"Such as the border around country which is just a line on a
  map. It cannot be interacted with in any real way. Therefore, a
  border around a country cannot be acted upon to move except by
  analytical agreement of those aware of the border. For those not
  aware of the border, it does not exist (unreal) in any form.
  Things that aren't real can't move."

  Seedy, of course it can be interacted with. It's a line on a
  map. You can erase it. You can burn the paper. You can erase the
  computer file.

  If it's a concept in the brain, you can forget it through
  physical means, or at least reduce its importance to smaller and
  smaller amounts.

  It's all quite physical.

  The line on the piece of paper exists.

  The shared mapping of that line on a piece of paper in the minds
  of a lot of people is real in the sense of the brain wave
  patterns that can be measured.

  The correspondence of one to the other through shared agreement
  is what makes it real in the mental maps.
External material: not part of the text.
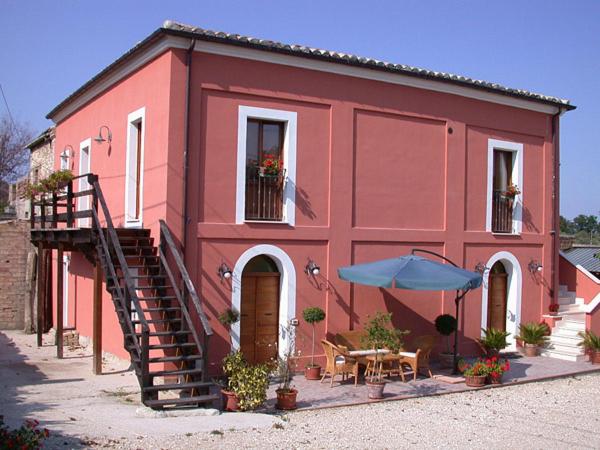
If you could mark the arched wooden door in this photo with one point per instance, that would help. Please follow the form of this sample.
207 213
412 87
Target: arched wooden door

Granted, the ancient
  brain maps we keep using are basically "wrong-ish" -
  localization isn't as easy as the visual systems are, where
  there *is* an actual matrix where a shrunken down view of
  'what's around us' is projected in a sense in the back of the
  head.

  But there's still correspondence.

  We can't see the wires, but they're there. But the physical
  transactions of belief require the participation of the humans.